Monday, February 1, 2010

Ninth Circuit Affirms Ponzi Scheme Conviction and Sentence

The Ninth Circuit Court of Appeals issued a decision in United States v. Treadwell, that affirmed convictions in a case involving a Ponzi scheme.  The government said that Treadwell was the "mastermind" of this Ponzi scheme and the appellate court found that more than 1,700 investors lost their investment from this Ponzi scheme.   Following a jury verdict, the defendants were sentenced with Treadwell getting 300 months imprisonment; Sluder received 188 months and Saturday 63 months. There were also other terms for each of these sentences. Defendants appealed their convictions and also contested their sentences.

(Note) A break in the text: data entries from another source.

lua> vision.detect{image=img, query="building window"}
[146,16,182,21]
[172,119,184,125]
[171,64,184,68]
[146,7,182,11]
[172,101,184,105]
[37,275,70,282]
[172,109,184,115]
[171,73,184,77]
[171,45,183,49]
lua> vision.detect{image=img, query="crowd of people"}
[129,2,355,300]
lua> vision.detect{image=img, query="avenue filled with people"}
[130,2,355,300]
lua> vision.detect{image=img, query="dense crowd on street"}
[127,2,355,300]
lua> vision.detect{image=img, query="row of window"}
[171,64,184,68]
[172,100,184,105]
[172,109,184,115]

The defendants claimed that "intent to defraud" under the wire fraud statute requires an "intent to cause an actual loss." They also argued that there was a Sixth Amendment violation in that "their sentences cannot be upheld as 'substantively reasonable' under 18 USC 3553(a) without reliance on judge-found facts - such as the amount of loss caused by the fraud - in violation of their Sixth Amendment jury trial right."  Defendant Treadwell also argued that it "was error for the district court to impose a two-point upward adjustment for misrepresentations that he was acting on behalf of a charitable organization;" and that "his sentence is substantively unreasonable under 18 USC 3553(a).  The Ninth  Circuit rejected the arguments of defendant and affirmed the conviction and sentence.